Tuesday, October 18, 2011

Financing Options for Start-ups

One of the biggest challenges for many start-ups is to find money to keep the company running. Break even point has not been reached and with expenses exceeding sales revenue , a CEO will soon need to look for financing options.

Where you get your financing depends on:

• what kind of business you are starting and industry you’re in,

• how much money you need to raise and

• what you will use the money for

Here are some of the financing options:

Family, Friends and Personal Savings

Personal savings are one of the easiest ways to finance your business. This option may be the best option in the earlier stages of the business, especially when you don’t have a product or clients. You don’t have to answer to any outside investor who only cares about how soon they are going to make their money back and not about the company. This may be your only choice if you aren’t able to attract investors. Family or friends can also be an alternative source, however be careful if they invest in your business. Is it worth losing the relationship if your business fails?

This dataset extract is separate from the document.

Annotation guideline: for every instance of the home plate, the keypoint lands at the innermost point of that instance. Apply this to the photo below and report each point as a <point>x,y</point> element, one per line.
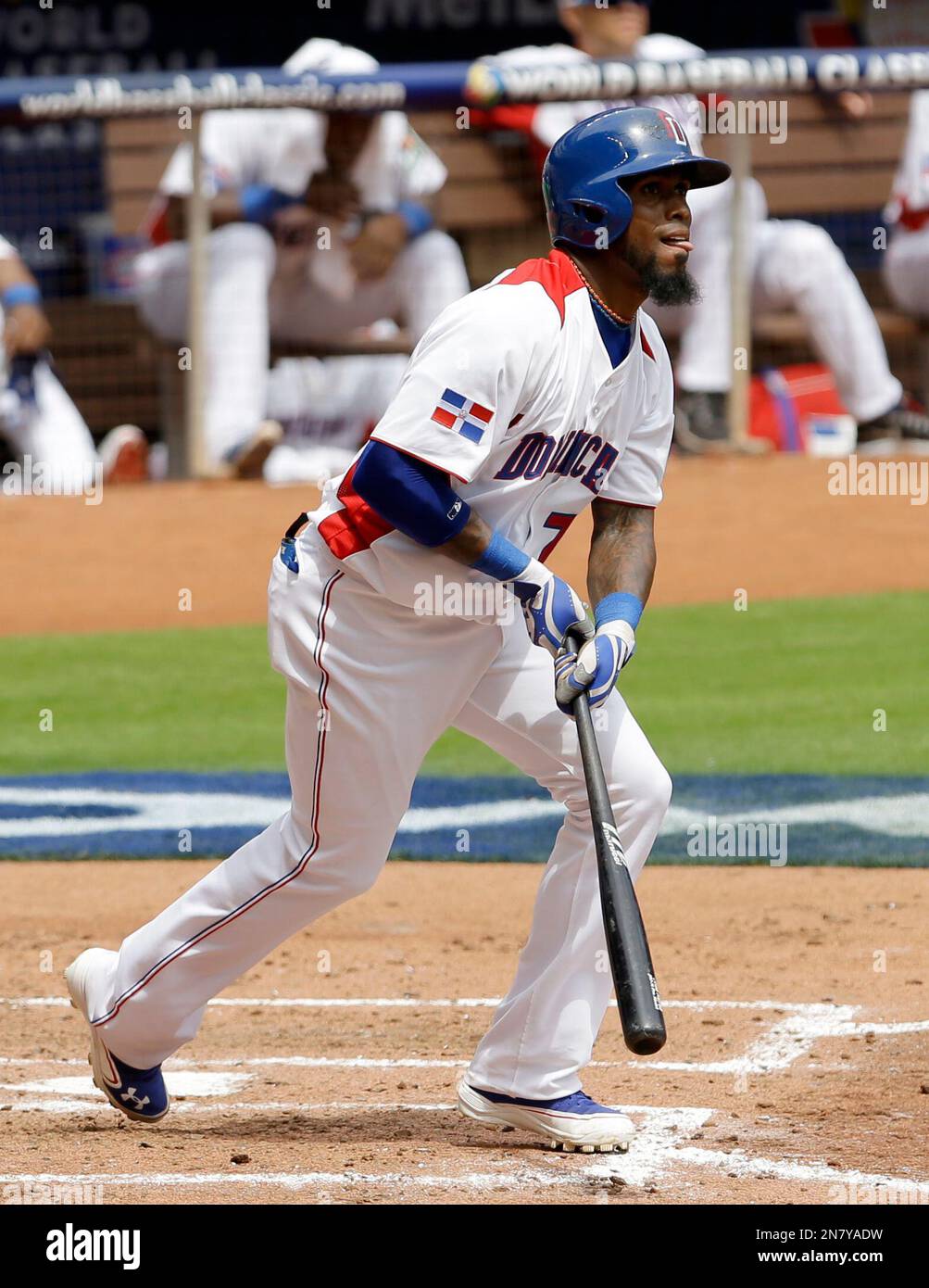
<point>182,1083</point>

Angel Investors (early stage)

Angel Investors are investors who invest only in early stage start-ups and have been known to invest between $15,000 to $500,000 for equity in your business. Angels mostly invest once a business has been proven and has made some revenue. In certain industries, angels invest as a group, especially when they see a great opportunity.

Incubators

Incubators became popular during the dot-com boom, where they provided office space, access to mentors and IT infrastructure in return for a percentage of a business. They have become very popular recently, with an increasing number of incubators popping up around the world. Incubators work very closely with entrepreneurs by mentoring them in every aspect of the business from sales/marketing to operations. This is why many successful start-ups come from incubators. However, the success of an incubator depends on the experience of its board of directors and investors.

Venture Capital

Venture capital has become a popular option for many start-ups, however it is difficult to get financed by VCs . They are very selective in the investments they make, investing in as little as 1 start-up for every 100 proposals they receive. Due to the fast returns expected, VCs look for high growth potential start-ups that can provide them with a quick exit and a return on their investment in a short amount of time. If you feel that your start-up has a lot of potential for a VC, the best way to get in front of a venture capitalist is to network and get introduced by a mutual acquaintance.

Business Loans

Approaching a bank for a business loan is a standard path to fund a start-up. However, with the financial chaos affecting economies, many banks have become extremely risk averse. Although the benefit of getting a loan is that you keep ownership of your business – getting a loan will depend on things such as:

• the type of business that you run,

• the industry you’re in,

• and your credit rating.

However, if your business plan is solid and shows the loan officer how quickly you will produce revenue and break even, you may be able to get financed by a bank. In many cases, businesses use credit lines to manage their cash flow, and business loans to make large purchases such as equipment.

Most businesses will use a mixture of financing instead of depending on just one source. For example, as a start-up you might invest your own money for market research, then pitch investors to invest in the early stage of the company and then obtain a loan from the bank to purchase equipment. Once your company has grown, you may approach venture capitalists to finance your expansion into a larger company.